Greek Prime Minister Alexis Tsipras is trying to revive the case that the UK should return the 2,500-year-old marbles from the British Museum that were taken from the Acropolis in the 19th century. Known as the Elgin Marbles for the British diplomat who removed them, the stones once comprised roughly half of a 500-foot frieze on the Parthenon.
The Elgin Marbles have been the subject of an intense repatriation debate over the years. Greece has repeatedly asked for their return to no avail, but Tsipras could be hoping to capitalize on a wave of recent high-profile repatriations, including property returned from the US to Lebanon and Greece.
Tsipras’s office did not immediately respond to a request for comment.
Greece has stepped up its campaign for the marbles since 2009, when it opened a new museum at the foot of the Acropolis hill. In 2014, a previous Greek government hired a legal team including human rights lawyer Amal Clooney to advise it on the issue, Reuters has reported. This latest request coincided with Tsipras’s first official visit to London since he was elected in prime minister 2015, according to Reuters. He raised the issue during a meeting with British Prime Minister Theresa May and told reporters: “The Marbles belong to the world cultural heritage but their natural place is the Parthenon.”
But British experts have often claimed that Greece lacks a suitable place to preserve the marbles. When asked for a response to Tsipras’s latest request, the British Museum referred artnet News to a statement from its trustees on its website:
The British Museum tells the story of cultural achievement throughout the world, from the dawn of human history over two million years ago, until the present day. The Parthenon Sculptures are a significant part of that story. The Museum is a unique resource for the world: the breadth and depth of its collection allow a global public to examine cultural identities and explore the complex network of interconnected human cultures. The Trustees lend extensively all over the world and over 3.5 million objects from the collection are available to study online. The Parthenon Sculptures are a vital element in this interconnected world collection. They are a part of the world’s shared heritage and transcend political boundaries.

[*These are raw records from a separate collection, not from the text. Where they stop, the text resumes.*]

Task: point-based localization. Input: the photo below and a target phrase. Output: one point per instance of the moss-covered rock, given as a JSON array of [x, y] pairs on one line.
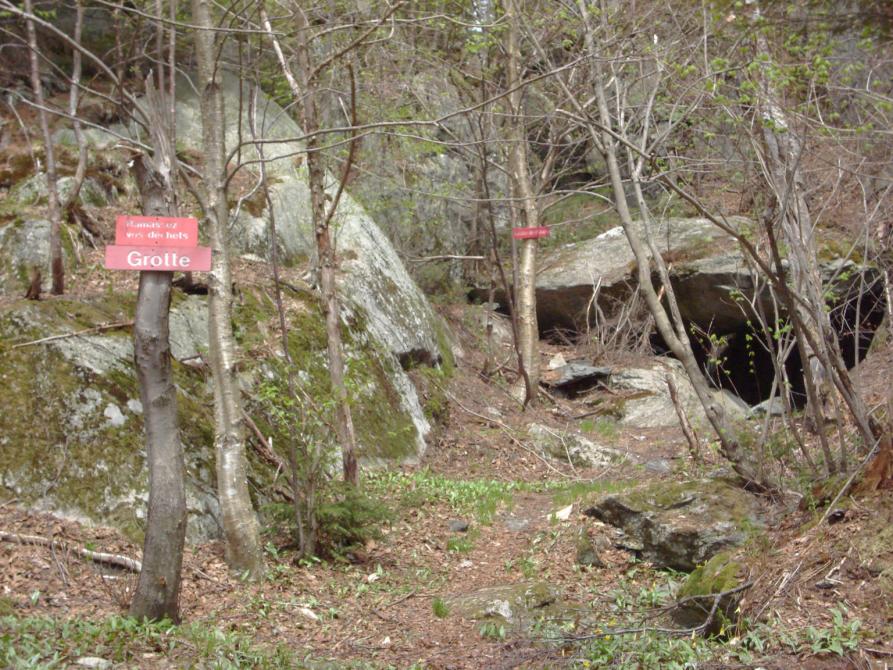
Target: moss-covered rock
[[681, 524], [720, 575], [71, 429]]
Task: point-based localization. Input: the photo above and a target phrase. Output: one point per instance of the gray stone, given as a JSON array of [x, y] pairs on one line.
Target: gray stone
[[374, 283], [659, 466], [189, 328], [24, 245], [93, 662], [578, 372], [681, 525], [517, 524], [575, 449], [114, 415], [515, 605], [649, 404], [569, 275], [587, 554], [80, 455], [33, 191]]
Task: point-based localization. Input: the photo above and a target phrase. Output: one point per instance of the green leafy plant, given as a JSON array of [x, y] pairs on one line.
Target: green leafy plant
[[440, 608]]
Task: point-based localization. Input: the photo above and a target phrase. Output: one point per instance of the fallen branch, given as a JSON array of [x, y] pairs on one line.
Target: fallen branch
[[446, 257], [116, 560], [687, 430], [505, 429], [695, 630], [87, 331]]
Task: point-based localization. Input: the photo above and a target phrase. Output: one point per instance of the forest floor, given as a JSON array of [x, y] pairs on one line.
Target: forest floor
[[395, 602]]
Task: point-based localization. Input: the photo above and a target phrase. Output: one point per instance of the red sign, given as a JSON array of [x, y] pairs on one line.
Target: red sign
[[160, 231], [157, 244], [157, 259], [529, 233]]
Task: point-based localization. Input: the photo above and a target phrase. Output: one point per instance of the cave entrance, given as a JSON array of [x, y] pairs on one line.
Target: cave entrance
[[741, 359]]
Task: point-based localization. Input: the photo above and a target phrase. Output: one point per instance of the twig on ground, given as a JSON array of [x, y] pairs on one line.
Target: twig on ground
[[116, 560], [505, 429], [695, 630], [86, 331]]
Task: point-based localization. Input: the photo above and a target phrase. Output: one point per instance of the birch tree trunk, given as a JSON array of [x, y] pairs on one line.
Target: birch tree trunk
[[157, 593], [605, 137], [523, 192], [304, 90], [782, 154], [240, 527], [57, 269]]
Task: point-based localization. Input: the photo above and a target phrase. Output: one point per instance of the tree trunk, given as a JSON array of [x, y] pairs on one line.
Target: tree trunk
[[240, 527], [522, 191], [157, 593], [57, 269], [675, 337], [305, 92]]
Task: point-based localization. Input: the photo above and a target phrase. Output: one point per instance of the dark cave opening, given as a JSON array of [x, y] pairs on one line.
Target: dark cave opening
[[741, 360]]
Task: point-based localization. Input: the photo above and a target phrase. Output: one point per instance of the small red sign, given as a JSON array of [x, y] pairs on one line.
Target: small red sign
[[156, 231], [158, 258], [529, 233]]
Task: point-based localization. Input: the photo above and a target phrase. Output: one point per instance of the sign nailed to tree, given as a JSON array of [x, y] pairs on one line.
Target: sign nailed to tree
[[529, 233], [157, 243]]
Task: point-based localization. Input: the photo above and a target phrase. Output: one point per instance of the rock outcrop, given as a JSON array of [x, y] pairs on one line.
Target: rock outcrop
[[374, 283], [680, 525], [71, 432]]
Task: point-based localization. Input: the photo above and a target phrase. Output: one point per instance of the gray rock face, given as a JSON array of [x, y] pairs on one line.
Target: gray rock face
[[575, 449], [516, 605], [71, 423], [650, 405], [373, 281], [680, 525], [568, 276]]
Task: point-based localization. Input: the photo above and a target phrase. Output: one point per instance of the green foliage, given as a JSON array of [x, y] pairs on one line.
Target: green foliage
[[647, 651], [460, 544], [440, 608], [348, 518], [42, 642], [492, 630]]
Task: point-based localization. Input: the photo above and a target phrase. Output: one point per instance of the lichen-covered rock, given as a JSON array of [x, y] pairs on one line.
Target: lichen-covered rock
[[33, 191], [71, 426], [587, 553], [575, 449], [570, 274], [372, 278], [683, 524], [650, 404], [702, 588], [515, 605]]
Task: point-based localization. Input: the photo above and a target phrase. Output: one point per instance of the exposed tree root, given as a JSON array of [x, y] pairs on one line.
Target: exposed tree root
[[96, 556]]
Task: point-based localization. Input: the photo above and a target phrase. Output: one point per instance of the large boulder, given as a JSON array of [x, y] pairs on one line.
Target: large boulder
[[646, 401], [515, 606], [71, 426], [25, 233], [683, 524], [569, 275], [374, 283]]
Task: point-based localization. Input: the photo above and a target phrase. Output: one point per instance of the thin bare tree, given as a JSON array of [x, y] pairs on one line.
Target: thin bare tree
[[240, 528]]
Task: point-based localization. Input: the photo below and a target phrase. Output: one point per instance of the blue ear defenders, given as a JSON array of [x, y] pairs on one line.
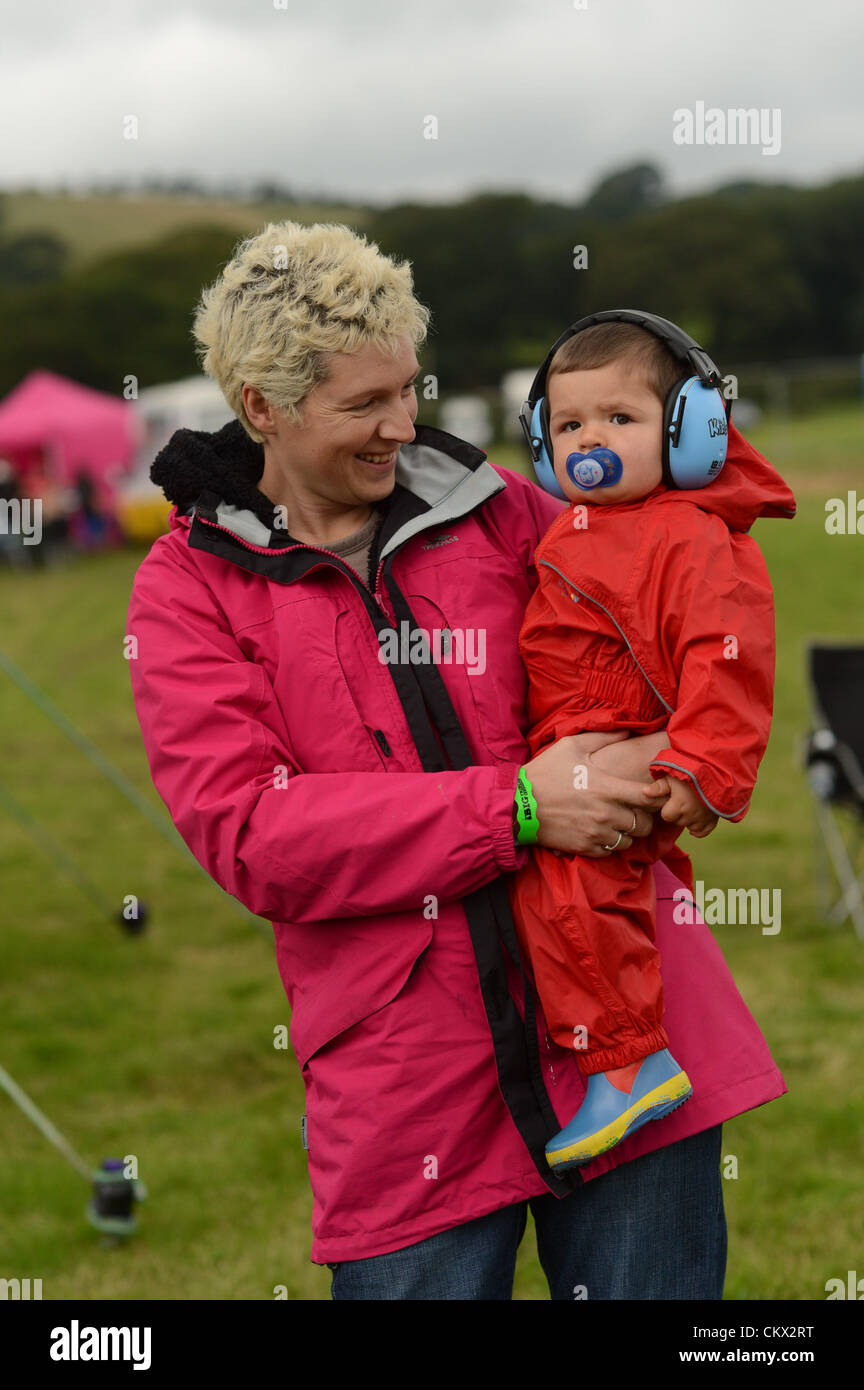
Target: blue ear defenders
[[695, 416]]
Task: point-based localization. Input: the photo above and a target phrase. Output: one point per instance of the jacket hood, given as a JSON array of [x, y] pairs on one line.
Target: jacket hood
[[438, 478], [748, 488]]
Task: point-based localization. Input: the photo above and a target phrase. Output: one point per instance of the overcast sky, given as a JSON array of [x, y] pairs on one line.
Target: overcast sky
[[331, 96]]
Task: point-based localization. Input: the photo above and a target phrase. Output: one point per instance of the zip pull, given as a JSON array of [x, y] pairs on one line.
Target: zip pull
[[382, 741]]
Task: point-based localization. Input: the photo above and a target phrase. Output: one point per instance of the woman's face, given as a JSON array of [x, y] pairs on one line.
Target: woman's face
[[343, 451]]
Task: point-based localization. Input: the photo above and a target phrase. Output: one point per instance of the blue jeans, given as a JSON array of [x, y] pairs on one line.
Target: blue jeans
[[653, 1228]]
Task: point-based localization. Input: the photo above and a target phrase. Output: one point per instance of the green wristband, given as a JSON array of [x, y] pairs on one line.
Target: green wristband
[[525, 811]]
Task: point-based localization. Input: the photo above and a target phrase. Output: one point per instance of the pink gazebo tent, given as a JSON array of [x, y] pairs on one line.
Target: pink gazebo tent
[[56, 426]]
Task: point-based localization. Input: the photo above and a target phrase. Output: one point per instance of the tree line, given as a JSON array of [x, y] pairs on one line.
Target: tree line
[[757, 273]]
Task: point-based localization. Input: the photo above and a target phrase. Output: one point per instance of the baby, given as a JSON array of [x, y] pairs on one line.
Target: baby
[[653, 610]]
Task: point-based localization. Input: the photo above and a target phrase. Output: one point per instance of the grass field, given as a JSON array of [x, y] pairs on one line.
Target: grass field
[[161, 1047], [99, 225]]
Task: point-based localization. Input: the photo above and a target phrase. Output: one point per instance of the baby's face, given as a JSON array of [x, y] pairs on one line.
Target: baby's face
[[609, 407]]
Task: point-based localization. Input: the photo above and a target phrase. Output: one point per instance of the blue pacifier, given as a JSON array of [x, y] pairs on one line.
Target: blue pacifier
[[597, 469]]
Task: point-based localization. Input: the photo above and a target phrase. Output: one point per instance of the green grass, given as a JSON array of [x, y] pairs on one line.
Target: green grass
[[97, 225], [161, 1047]]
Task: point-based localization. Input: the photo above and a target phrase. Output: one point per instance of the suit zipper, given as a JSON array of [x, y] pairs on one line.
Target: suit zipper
[[596, 602]]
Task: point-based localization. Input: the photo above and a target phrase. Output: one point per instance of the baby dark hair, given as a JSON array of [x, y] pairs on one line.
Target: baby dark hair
[[600, 344]]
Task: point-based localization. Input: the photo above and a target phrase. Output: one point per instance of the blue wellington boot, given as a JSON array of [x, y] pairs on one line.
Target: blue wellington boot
[[609, 1115]]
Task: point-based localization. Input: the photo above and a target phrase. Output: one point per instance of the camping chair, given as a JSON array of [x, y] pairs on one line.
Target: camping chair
[[834, 758]]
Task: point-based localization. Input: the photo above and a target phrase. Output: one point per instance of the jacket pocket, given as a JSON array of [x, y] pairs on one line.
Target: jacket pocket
[[371, 963]]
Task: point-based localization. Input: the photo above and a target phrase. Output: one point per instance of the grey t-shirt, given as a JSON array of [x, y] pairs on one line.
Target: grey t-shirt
[[354, 548]]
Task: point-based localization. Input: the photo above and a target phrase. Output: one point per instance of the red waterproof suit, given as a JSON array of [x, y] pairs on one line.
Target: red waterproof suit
[[646, 615]]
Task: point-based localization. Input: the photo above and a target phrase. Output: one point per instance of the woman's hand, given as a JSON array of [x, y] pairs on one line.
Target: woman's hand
[[584, 809], [686, 809]]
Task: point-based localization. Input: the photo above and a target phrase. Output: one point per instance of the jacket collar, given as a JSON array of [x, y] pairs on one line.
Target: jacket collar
[[214, 476]]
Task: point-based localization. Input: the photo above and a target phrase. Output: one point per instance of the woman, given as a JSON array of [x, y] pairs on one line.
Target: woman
[[339, 781]]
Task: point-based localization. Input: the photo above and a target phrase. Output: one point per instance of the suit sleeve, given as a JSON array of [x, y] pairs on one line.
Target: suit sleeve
[[717, 627], [292, 845]]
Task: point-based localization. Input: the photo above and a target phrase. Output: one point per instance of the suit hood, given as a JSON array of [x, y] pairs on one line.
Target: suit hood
[[748, 488]]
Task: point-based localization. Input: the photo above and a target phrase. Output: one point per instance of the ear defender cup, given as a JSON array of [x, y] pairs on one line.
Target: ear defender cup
[[534, 426], [695, 417], [695, 434]]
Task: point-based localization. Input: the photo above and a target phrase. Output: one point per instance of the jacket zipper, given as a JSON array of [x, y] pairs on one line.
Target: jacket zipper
[[596, 602]]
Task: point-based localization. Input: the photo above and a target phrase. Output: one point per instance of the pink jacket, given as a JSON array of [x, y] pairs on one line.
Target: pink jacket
[[364, 808]]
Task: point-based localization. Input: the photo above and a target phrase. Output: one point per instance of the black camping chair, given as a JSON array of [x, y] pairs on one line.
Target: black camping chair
[[834, 758]]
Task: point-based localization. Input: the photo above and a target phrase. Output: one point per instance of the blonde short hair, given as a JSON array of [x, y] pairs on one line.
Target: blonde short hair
[[288, 299]]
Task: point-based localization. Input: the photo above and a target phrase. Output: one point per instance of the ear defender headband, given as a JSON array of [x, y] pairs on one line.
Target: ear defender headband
[[695, 416]]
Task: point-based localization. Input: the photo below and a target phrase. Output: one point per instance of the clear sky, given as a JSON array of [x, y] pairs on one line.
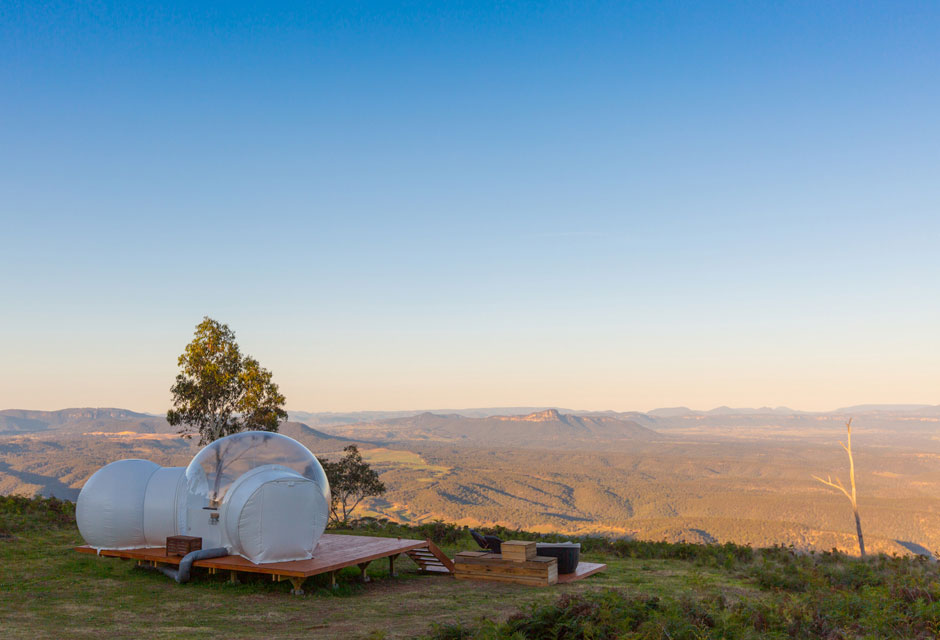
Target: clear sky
[[427, 205]]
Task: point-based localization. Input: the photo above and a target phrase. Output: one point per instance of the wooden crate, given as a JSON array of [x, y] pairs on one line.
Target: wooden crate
[[181, 545], [518, 550], [475, 565]]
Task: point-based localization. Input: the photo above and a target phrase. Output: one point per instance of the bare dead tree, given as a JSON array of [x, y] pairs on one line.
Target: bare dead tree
[[837, 484]]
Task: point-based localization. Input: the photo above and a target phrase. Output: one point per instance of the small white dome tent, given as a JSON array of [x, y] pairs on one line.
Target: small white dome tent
[[261, 495]]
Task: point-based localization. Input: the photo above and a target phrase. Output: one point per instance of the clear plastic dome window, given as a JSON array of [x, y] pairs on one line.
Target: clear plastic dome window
[[214, 469]]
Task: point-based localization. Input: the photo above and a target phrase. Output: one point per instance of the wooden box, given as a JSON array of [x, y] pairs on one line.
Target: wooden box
[[181, 545], [475, 565], [518, 550]]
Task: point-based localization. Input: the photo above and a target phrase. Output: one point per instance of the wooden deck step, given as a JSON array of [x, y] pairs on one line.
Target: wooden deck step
[[431, 559]]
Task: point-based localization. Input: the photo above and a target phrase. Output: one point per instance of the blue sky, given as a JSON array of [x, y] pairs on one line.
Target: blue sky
[[622, 205]]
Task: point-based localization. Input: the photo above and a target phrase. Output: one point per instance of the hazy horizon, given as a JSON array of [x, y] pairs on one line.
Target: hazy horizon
[[868, 406], [632, 206]]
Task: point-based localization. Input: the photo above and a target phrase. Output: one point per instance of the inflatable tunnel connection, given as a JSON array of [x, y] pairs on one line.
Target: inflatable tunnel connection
[[261, 495]]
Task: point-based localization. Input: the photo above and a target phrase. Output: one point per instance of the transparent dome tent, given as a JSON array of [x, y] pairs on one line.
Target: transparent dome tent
[[261, 495]]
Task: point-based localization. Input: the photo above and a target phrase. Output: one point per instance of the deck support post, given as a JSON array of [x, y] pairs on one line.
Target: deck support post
[[297, 583]]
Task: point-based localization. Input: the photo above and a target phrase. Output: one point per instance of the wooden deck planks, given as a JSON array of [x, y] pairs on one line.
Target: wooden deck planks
[[333, 552], [584, 570]]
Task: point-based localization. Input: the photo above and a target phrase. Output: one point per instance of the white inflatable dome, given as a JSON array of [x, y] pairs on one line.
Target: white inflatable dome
[[261, 495]]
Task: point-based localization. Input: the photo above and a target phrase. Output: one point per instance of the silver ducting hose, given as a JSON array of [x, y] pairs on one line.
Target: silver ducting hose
[[181, 573]]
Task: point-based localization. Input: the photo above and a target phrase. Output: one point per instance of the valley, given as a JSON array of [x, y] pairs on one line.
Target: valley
[[701, 477]]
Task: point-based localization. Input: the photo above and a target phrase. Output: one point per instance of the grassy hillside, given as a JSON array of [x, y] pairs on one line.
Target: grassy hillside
[[651, 590]]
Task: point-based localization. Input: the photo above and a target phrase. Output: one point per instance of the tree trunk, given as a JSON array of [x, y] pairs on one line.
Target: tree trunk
[[858, 531]]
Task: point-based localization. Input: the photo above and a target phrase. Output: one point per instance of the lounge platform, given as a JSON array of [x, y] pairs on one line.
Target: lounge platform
[[334, 552]]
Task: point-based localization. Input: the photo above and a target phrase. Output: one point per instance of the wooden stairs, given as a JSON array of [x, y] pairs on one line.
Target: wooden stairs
[[431, 559]]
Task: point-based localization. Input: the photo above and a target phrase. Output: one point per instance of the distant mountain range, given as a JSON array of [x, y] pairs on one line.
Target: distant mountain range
[[540, 428], [509, 425]]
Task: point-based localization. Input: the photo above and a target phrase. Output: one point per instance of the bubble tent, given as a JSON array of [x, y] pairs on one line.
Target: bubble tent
[[261, 495]]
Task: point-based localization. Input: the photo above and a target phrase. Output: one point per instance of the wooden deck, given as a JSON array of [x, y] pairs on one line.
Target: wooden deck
[[334, 552], [584, 570]]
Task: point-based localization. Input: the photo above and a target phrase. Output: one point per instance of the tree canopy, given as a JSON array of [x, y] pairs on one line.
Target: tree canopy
[[218, 391], [351, 480]]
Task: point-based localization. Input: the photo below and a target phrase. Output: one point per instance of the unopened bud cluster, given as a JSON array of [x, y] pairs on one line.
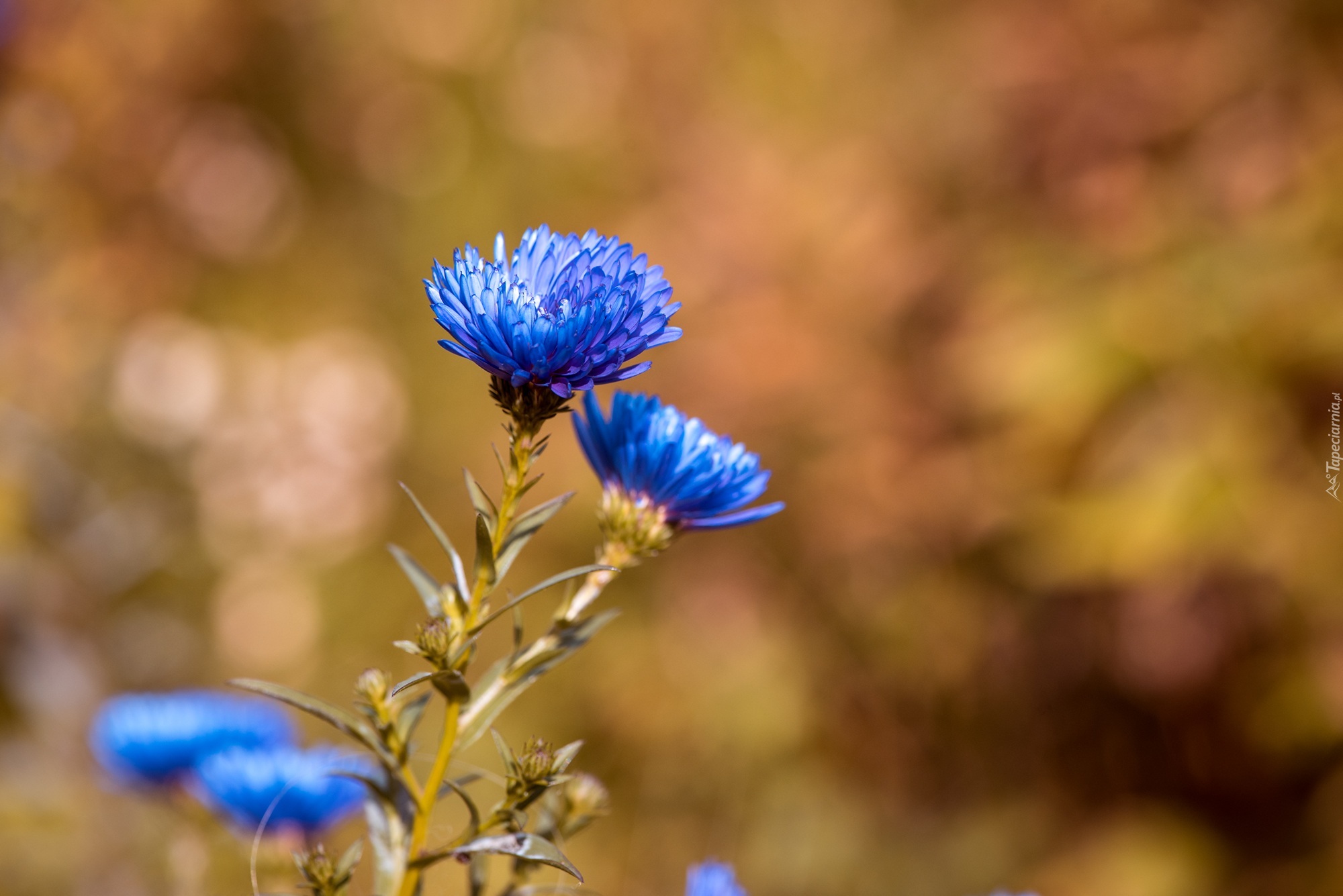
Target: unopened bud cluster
[[323, 877], [437, 642], [575, 805]]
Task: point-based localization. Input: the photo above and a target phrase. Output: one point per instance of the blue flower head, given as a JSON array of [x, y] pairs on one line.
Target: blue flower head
[[712, 879], [664, 468], [566, 314], [299, 788], [155, 738]]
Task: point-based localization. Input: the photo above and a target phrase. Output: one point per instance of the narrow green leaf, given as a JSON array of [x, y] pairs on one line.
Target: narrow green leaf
[[410, 717], [412, 682], [530, 485], [429, 589], [523, 846], [541, 587], [340, 719], [443, 540], [565, 756], [480, 501], [479, 874], [390, 839], [532, 521], [506, 560], [506, 754], [484, 552], [479, 717], [377, 785]]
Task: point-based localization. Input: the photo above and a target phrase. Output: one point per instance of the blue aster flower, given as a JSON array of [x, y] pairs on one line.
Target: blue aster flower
[[567, 313], [712, 879], [655, 456], [303, 785], [155, 738]]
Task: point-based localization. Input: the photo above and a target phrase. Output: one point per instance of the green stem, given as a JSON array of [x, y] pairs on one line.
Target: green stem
[[523, 444], [429, 797]]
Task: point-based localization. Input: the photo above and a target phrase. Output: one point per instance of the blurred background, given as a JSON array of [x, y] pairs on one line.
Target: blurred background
[[1032, 307]]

The trustees’ position paper also includes a list of “common misconceptions” about the Elgin marbles, including the belief that all of the sculptures from the Parthenon are in the British Museum. “This is incorrect,” they say. “About half of the sculptures from the Parthenon are lost, having been destroyed over the 2,500 years of the building’s history. The sculptures that remain are found in museums in six countries, including the Louvre and the Vatican, though the majority is divided roughly equally between Athens and London.”
The trustees also say it would be impossible to reincorporate the sculptures into the Parthenon. “Though partially reconstructed, the Parthenon is a ruin. It is universally recognized that the sculptures that still exist could never be safely returned to the building: they are best seen and conserved in museums. For this reason, all the sculptures that remained on the building have now been removed to the Acropolis Museum, and replicas are now in place,” the trustees write.
“We know Britain’s position but what has a particular value is that this effort is continued,” Tsipras told Reuters. “In due course, we’ll find increasingly more supporters of Greece’s just stance.”